In a letter signed by a number of MPs including Khalid Mahmood, the group states the impetus for the request came after both Ozzy Osbourne and Tony Iommi performed at the closing ceremony of the recent Commonwealth Games in Black Sabbath's hometown of Birmingham. The letter is also signed by members of the Birmingham City Council and reads as follows:
"Please forgive the direct nature of this letter. We, the undersigned humble subjects, humbly ask you to bestow an honour on the Black Sabbath rock group, who were formed in Birmingham in 1968 by guitarist Tony Iommi, drummer Bill Ward, bassist Geezer Butler and vocalist Ozzy Osbourne.
"They are often cited as pioneers of heavy metal music. The band helped define the genre with releases such as Black Sabbath (1970), Paranoid (1970), and Master of Reality (1971).
"Following the closing ceremony of the Commonwealth Games, which took place in my Birmingham Perry Barr constituency, I have been inundated with requests that Black Sabbath be recognised for its services to music and to the City of Birmingham. For all their global fame, they have kept strong links with Birmingham, demonstrated by their barnstorming surprise performance at the closing ceremony of Commonwealth Games, which was closed by His Royal Highness Prince Edward The Earl of Wessex.

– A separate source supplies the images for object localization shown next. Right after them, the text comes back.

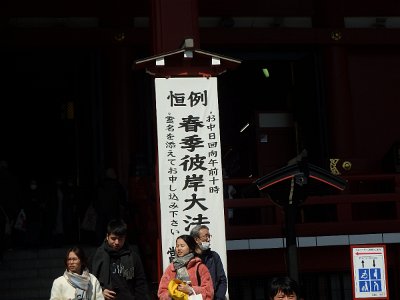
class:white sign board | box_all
[350,245,388,299]
[154,77,228,288]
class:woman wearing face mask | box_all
[50,246,104,300]
[158,234,214,300]
[190,225,227,300]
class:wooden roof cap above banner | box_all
[134,38,241,77]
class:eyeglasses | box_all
[67,258,80,262]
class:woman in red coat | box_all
[158,234,214,300]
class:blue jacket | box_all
[201,250,228,300]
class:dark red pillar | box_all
[150,0,200,53]
[314,1,354,159]
[106,46,134,187]
[323,46,354,158]
[148,0,202,282]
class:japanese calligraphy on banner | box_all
[155,77,228,276]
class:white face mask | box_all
[200,242,210,251]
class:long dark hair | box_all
[176,234,201,256]
[64,246,88,271]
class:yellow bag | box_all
[168,279,189,300]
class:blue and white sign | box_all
[350,245,388,299]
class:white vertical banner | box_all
[155,77,228,283]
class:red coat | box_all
[158,256,214,300]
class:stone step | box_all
[2,287,50,300]
[2,257,61,271]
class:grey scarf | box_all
[173,253,194,282]
[63,268,92,300]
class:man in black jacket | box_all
[191,224,227,300]
[91,219,149,300]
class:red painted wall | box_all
[348,48,400,171]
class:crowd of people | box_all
[0,161,131,260]
[47,217,302,300]
[0,160,86,254]
[2,160,303,299]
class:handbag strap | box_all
[190,287,197,295]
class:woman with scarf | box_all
[158,234,214,300]
[50,246,104,300]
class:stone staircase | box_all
[0,246,96,300]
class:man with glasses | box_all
[190,224,227,300]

"I appreciate this request is not within the normal procedures of seeking Royal honours, however, we feel that this extraordinary occasion deserves extraordinary recognition of this extraordinary group of musicians. The band's services to music seem to have been overlooked by the usual process.
"We therefore seek direct intervention and support from Your Majesty to recognise the great contribution made by these fine and ground-breaking musicians, who were made in Birmingham and who have once again not just entertained Birmingham, the United Kingdom and the whole of the Commonwealth but perhaps the world."